The learned Judge thought that the question for decision in the case was whether the petition for excusing the I delay was a bona fide one and whether the petitioner had not filed the petition under Section 12 on a bona fide mistake of fact. He also thought that in a matrimonial case it would be very difficult to apply strictly the law of limitation because when the Hindu Marriage Act alone provides for dissolution of the marital tie on the ground of the wife being proved to have been conceived on the date of the marriage by a person other than the petitioner it would not be possible for the husband to obtain the relief under any other law and that by excusing the delay no injustice would be caused. I am afraid question of bona fide mistake of fact does not arise in this case. We are not now concerned with the question whether the requirements of Sub-clauses (i) and (iii) of Clause (b) of Sub-section (2) of Section 12 are satisfied. We are only concerned with the question whether the requirements of Section 12(2)(b)(ii) have been satisfied. Sub-clause (ii) of Clause (b) of Sub-section (2) of Section 12 is as follows-
"Notwithstanding anything contained in Sub-section (1) no petition for annulling a marriage-
(a) .......
(b) on the ground specified in Clause (d) of Sub-section (1) shall be entertained unless the Court is satisfied-
(i).......(ii) that proceedings have been instituted in the case of a marriage solemnised before the commencement of this Act within the year of such commencement and in the case of marriages solemnised after such commencement within one year from the date of the marriage; and (iii)......"
What is laid down in Sub-clause (ii) is a condition subject to which alone a petition for annulling a marriage could be entertained. It is not a period of limitation. Section 5 of the Limitation Act cannot apply to this case, because Section 29(3) of the Limitation Act of 1963 provides-
"Save as otherwise provided in any law for the time being in force with respect to marriage and divorce, nothing in this Act shall apply to any suit or other proceeding under any such law."
2. The wording of Section 12(2) of Hindu Marriage Act is more or less similar to the wording of Section 9 of the Provincial Insolvency Act, which is as follows-
"9(1) A creditor shall not be entitled to present an insolvency petition against a debtor unless......(c) the act of insolvency on which the petition is grounded has occurred within three months before the presentation of the petition."
A Full Bench of our Court in the decision reported in Chenchurammana v.

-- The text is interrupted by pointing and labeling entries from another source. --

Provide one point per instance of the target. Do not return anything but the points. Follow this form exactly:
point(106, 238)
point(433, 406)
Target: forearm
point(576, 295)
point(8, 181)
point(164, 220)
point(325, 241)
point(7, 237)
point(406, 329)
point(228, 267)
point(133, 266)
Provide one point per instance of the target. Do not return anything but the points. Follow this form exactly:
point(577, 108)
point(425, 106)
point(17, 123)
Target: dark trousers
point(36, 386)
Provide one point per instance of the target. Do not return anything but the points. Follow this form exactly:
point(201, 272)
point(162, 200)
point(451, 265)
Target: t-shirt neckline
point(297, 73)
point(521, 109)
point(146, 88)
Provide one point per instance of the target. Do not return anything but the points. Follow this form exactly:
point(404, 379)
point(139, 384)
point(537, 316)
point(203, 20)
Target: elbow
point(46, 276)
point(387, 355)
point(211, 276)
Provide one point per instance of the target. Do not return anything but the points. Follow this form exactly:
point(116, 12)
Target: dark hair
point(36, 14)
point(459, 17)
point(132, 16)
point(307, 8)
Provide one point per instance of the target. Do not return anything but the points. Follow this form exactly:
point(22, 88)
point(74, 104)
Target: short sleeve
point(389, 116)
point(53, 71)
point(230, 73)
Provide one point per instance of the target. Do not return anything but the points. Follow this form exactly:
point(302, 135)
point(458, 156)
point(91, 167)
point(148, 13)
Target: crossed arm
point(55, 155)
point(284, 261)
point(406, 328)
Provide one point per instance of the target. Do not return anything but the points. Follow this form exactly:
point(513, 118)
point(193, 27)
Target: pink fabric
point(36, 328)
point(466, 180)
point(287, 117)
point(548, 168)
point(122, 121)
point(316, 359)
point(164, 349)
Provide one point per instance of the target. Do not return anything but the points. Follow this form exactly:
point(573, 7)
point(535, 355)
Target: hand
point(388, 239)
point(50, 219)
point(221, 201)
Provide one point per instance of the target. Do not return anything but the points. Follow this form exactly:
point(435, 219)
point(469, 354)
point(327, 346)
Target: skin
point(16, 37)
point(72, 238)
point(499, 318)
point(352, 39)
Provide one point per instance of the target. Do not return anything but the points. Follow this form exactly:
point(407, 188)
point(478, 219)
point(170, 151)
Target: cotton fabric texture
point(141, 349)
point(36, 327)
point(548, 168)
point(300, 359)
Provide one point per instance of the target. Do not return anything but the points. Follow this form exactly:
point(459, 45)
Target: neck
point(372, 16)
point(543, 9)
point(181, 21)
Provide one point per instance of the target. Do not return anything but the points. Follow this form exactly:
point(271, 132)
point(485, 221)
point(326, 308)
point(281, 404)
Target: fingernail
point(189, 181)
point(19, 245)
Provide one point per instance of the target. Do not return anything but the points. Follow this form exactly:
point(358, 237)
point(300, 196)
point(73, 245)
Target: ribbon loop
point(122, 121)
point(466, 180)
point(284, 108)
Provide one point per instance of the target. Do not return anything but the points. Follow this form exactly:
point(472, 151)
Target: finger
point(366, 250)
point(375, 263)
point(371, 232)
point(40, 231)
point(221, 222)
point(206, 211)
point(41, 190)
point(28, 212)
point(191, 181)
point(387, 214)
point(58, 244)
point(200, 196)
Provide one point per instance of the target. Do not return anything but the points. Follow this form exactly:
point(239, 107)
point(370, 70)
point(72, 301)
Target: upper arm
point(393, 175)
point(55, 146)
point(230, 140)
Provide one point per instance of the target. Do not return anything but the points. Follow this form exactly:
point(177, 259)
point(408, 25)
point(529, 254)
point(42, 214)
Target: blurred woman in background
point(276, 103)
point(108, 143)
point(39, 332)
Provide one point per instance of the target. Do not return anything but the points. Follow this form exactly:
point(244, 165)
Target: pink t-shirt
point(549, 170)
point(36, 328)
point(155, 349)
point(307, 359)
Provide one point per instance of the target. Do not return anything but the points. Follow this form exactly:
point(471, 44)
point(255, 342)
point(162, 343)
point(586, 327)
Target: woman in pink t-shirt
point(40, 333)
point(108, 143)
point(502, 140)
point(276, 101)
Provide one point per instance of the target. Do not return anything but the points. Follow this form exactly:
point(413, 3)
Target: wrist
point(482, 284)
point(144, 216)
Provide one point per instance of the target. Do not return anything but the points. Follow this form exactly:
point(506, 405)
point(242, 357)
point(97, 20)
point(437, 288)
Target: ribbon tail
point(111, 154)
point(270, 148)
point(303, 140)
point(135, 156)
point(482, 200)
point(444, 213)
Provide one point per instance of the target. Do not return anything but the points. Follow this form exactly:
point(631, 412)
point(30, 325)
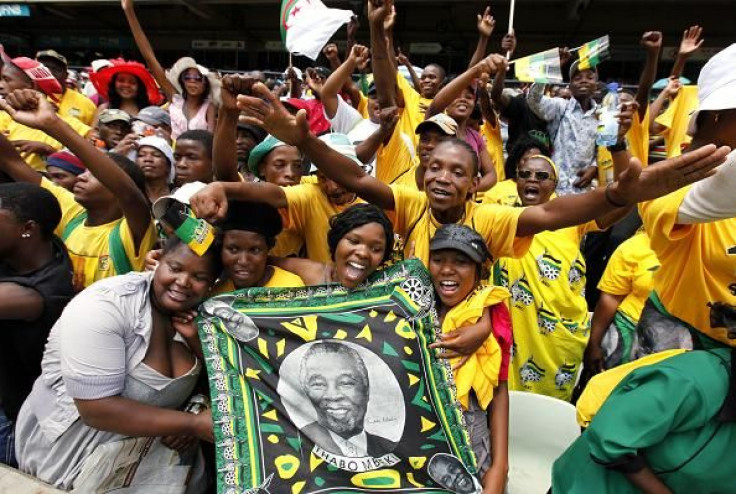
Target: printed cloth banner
point(540, 67)
point(307, 25)
point(594, 52)
point(321, 389)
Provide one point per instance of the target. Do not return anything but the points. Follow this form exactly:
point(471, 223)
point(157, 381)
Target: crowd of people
point(574, 259)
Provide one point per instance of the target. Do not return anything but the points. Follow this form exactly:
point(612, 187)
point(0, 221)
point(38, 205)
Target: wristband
point(610, 200)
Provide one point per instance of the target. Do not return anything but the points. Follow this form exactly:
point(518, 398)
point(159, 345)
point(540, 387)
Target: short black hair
point(28, 202)
point(467, 147)
point(443, 72)
point(521, 146)
point(255, 217)
point(131, 169)
point(355, 217)
point(213, 253)
point(204, 137)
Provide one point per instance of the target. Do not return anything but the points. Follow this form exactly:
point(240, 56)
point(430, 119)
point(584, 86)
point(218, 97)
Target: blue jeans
point(7, 440)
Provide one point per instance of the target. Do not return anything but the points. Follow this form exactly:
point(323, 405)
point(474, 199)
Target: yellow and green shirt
point(548, 312)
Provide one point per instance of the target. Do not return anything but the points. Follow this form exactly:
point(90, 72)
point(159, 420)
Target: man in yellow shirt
point(451, 179)
point(33, 144)
point(106, 222)
point(73, 104)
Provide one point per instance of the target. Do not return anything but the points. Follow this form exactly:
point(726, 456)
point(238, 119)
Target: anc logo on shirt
point(521, 293)
point(565, 375)
point(549, 267)
point(531, 372)
point(577, 272)
point(547, 321)
point(104, 263)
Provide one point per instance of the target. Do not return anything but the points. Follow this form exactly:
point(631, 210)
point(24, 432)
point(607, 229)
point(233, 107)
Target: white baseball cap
point(182, 195)
point(716, 85)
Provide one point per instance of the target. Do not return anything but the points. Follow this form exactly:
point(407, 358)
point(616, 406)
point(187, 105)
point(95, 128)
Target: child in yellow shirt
point(476, 336)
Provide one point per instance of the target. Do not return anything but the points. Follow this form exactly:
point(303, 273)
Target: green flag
point(540, 67)
point(594, 52)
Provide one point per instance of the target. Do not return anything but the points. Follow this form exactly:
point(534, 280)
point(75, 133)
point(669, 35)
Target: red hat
point(101, 80)
point(39, 74)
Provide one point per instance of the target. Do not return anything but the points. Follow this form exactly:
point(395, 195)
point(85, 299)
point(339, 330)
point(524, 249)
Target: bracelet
point(610, 200)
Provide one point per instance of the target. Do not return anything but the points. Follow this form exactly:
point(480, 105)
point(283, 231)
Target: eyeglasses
point(539, 176)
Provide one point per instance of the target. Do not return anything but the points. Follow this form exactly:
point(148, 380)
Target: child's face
point(454, 275)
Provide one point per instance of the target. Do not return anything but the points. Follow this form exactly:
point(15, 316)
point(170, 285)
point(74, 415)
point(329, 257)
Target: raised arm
point(141, 41)
point(367, 149)
point(136, 419)
point(669, 92)
point(404, 60)
point(634, 185)
point(225, 159)
point(211, 203)
point(31, 108)
point(358, 58)
point(332, 56)
point(652, 43)
point(384, 70)
point(499, 99)
point(485, 26)
point(452, 90)
point(265, 110)
point(543, 106)
point(13, 164)
point(690, 43)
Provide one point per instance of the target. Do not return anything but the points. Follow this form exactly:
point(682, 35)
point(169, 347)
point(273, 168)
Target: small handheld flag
point(594, 52)
point(540, 67)
point(307, 25)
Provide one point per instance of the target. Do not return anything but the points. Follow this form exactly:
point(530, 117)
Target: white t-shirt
point(349, 121)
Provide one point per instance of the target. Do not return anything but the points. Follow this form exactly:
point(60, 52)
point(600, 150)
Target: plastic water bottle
point(607, 132)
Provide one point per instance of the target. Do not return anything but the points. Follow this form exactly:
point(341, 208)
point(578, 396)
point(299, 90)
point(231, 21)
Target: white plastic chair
point(540, 430)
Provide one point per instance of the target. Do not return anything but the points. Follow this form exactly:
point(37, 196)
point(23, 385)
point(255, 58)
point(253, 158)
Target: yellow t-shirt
point(414, 222)
point(409, 177)
point(309, 213)
point(363, 106)
point(605, 165)
point(4, 122)
point(414, 103)
point(697, 263)
point(396, 157)
point(677, 118)
point(89, 247)
point(19, 132)
point(638, 138)
point(548, 312)
point(480, 371)
point(280, 278)
point(494, 143)
point(629, 273)
point(600, 387)
point(504, 193)
point(76, 105)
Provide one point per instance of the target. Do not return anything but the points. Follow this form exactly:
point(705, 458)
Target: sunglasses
point(193, 77)
point(539, 176)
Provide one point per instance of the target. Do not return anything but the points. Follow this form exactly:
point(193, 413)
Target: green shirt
point(667, 413)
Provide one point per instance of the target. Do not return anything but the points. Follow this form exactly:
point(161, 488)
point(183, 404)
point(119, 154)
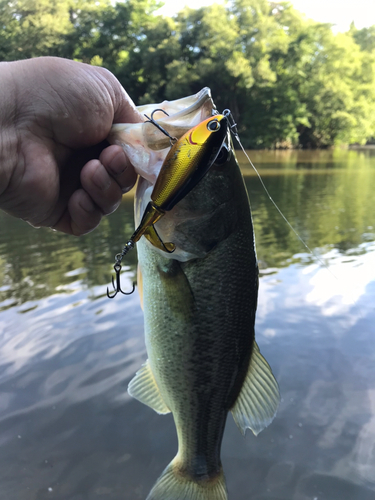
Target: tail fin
point(172, 485)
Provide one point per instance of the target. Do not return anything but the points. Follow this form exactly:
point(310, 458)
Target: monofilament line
point(280, 212)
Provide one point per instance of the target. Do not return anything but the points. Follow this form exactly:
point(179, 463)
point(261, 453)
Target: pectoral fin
point(144, 388)
point(259, 398)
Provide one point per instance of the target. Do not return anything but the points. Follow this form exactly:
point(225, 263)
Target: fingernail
point(87, 205)
point(118, 163)
point(101, 179)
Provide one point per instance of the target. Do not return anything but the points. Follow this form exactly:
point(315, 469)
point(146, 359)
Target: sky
point(338, 12)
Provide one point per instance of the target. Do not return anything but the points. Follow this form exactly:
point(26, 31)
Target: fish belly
point(199, 327)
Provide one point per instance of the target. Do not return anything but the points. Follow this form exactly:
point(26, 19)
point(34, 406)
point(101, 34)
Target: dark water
point(68, 429)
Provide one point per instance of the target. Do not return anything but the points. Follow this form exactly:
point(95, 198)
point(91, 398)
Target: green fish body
point(199, 307)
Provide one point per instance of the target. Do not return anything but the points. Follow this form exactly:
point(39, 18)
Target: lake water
point(69, 430)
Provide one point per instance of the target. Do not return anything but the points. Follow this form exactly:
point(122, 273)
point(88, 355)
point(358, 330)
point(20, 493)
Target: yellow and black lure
point(187, 162)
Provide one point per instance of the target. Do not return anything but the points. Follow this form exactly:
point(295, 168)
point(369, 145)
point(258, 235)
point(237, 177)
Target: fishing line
point(235, 133)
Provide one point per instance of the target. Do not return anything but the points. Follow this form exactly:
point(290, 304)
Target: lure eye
point(213, 126)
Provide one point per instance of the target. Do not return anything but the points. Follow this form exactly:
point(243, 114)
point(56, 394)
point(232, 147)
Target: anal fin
point(144, 388)
point(257, 403)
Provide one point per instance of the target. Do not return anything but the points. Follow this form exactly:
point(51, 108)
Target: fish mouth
point(146, 145)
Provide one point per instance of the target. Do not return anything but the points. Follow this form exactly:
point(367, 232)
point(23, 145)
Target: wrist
point(8, 135)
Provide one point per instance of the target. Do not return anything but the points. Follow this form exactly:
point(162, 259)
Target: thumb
point(125, 110)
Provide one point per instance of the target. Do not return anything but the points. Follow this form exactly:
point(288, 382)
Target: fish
point(199, 305)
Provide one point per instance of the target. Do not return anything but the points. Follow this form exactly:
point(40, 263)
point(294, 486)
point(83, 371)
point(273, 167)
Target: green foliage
point(289, 81)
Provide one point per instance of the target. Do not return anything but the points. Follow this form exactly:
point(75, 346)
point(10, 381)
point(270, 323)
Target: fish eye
point(213, 126)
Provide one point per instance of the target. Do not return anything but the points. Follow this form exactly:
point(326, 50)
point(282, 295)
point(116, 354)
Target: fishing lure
point(186, 163)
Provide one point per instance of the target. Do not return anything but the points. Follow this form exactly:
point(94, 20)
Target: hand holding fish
point(55, 169)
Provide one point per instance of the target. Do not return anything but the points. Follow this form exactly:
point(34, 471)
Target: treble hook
point(151, 120)
point(117, 268)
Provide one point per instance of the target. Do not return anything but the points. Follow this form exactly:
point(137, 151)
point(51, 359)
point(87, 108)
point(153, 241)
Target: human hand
point(55, 170)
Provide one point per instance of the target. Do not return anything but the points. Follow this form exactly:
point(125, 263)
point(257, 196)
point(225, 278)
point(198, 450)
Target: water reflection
point(68, 429)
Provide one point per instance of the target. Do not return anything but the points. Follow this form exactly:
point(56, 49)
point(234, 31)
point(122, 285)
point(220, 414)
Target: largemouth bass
point(199, 306)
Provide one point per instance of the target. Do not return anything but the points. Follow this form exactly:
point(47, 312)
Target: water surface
point(68, 429)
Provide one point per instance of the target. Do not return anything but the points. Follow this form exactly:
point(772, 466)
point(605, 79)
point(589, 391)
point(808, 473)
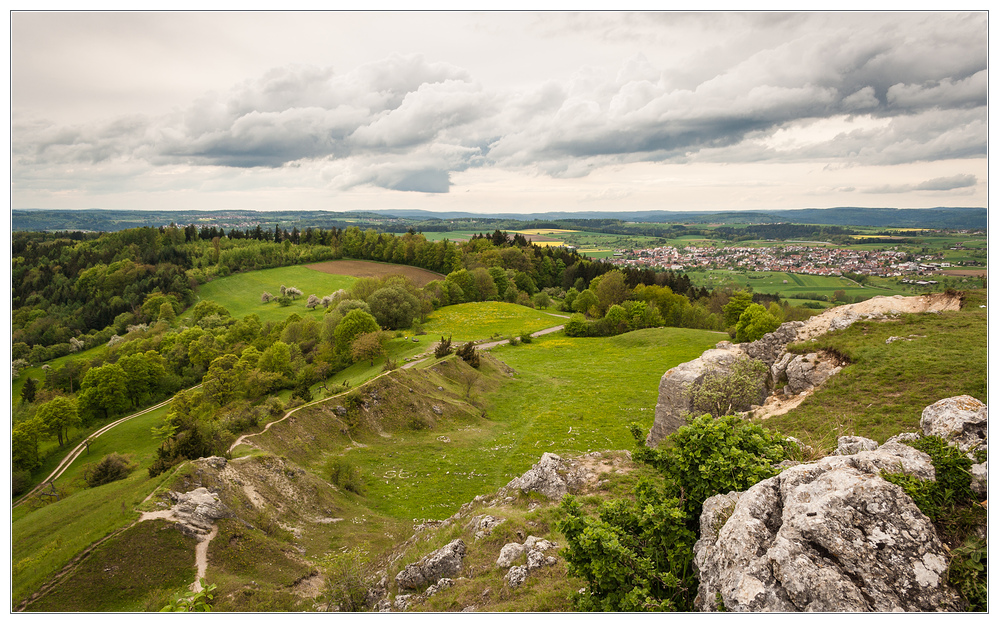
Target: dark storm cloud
point(404, 123)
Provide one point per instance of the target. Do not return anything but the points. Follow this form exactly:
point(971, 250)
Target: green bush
point(637, 554)
point(346, 475)
point(112, 467)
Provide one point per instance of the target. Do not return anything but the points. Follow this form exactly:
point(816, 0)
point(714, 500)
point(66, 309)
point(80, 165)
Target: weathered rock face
point(446, 562)
point(551, 476)
point(827, 536)
point(675, 385)
point(849, 445)
point(771, 347)
point(805, 372)
point(964, 420)
point(197, 510)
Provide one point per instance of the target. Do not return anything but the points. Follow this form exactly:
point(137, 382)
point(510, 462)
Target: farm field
point(240, 293)
point(796, 283)
point(367, 268)
point(476, 321)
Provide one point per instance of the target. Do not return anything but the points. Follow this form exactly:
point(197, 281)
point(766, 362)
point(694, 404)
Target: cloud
point(405, 123)
point(948, 183)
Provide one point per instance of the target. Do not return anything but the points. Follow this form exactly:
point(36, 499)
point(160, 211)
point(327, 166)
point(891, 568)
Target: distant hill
point(400, 220)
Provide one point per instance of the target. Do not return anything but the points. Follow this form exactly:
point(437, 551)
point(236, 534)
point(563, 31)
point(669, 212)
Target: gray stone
point(771, 347)
point(444, 562)
point(850, 445)
point(827, 536)
point(964, 420)
point(805, 372)
point(196, 511)
point(516, 576)
point(675, 386)
point(509, 554)
point(552, 477)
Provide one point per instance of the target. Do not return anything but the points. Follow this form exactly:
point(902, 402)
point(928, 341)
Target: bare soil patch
point(363, 268)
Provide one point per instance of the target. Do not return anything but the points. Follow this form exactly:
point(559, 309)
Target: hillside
point(380, 476)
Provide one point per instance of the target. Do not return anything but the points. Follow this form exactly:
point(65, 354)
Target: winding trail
point(76, 452)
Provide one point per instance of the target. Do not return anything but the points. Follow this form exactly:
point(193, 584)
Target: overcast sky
point(498, 112)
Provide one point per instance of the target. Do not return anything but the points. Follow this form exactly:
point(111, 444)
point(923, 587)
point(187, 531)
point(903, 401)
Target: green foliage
point(112, 467)
point(443, 347)
point(344, 588)
point(708, 456)
point(720, 394)
point(754, 323)
point(345, 475)
point(969, 574)
point(193, 601)
point(469, 353)
point(637, 555)
point(950, 502)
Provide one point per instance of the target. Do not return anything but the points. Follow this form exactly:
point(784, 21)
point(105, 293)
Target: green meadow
point(477, 321)
point(240, 293)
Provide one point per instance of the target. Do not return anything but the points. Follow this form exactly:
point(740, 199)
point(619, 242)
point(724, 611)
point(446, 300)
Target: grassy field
point(885, 388)
point(240, 293)
point(476, 321)
point(788, 284)
point(568, 395)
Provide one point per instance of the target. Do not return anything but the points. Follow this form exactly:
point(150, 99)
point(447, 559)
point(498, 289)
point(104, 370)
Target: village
point(788, 258)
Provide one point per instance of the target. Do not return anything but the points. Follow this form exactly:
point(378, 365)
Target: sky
point(508, 112)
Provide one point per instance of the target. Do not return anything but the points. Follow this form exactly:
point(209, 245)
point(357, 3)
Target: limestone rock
point(771, 347)
point(674, 389)
point(552, 477)
point(484, 525)
point(826, 536)
point(850, 445)
point(444, 562)
point(510, 553)
point(516, 576)
point(964, 420)
point(805, 372)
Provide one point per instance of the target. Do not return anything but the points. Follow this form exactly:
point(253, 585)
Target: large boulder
point(805, 372)
point(446, 562)
point(963, 420)
point(196, 511)
point(827, 536)
point(675, 387)
point(771, 347)
point(552, 476)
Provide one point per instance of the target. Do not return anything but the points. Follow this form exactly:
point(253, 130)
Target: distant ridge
point(114, 220)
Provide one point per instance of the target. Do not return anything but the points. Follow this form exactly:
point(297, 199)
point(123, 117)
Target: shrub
point(720, 394)
point(345, 475)
point(469, 353)
point(638, 554)
point(113, 467)
point(344, 588)
point(443, 347)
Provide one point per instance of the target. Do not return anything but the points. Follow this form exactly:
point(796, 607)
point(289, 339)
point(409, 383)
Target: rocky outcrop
point(552, 477)
point(196, 511)
point(535, 547)
point(808, 371)
point(849, 445)
point(675, 388)
point(446, 562)
point(827, 536)
point(964, 420)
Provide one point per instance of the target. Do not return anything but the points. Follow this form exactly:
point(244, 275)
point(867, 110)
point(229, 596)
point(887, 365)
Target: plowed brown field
point(363, 268)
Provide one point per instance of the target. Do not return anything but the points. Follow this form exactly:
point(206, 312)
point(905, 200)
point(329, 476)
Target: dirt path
point(76, 452)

Arunachalam, ILR 58 Mad 794 = (AIR 1935 Mad 857) (FB), has laid down that the period of three months fixed in Section 9(1)(c) of the Provincial Insolvency Act is not a period of limitation but is a condition to an adjudication and accordingly an act of insolvency, which has occurred more than three months prior to the presentation of the petition, is not available as a ground of adjudication. I may also point out that a Bench of the Bombay High Court in Savlaram Kacharoo v. Yeshodabai, has taken the view that-
"Compliance with Section 12(2)(b) of the Hindu Marriage Act 1955, is a condition precedent to the entertainment of a petition under Section 12(1)(d) of the Act, and therefore, a petition filed beyond the period mentioned in Section 12(2)(b)(ii) of the Act cannot be saved by reason of the provisions of Section 10 of the General Clauses Act, 1897."
With respect I follow the decision of the Bench. It follows, therefore, that the learned Subordinate Judge had no jurisdiction to allow I.A. 11 of 1966 and condone the delay. The civil revision petition is allowed. I.A. 11 of 1966 will as a consequence stand dismissed. No order as to costs.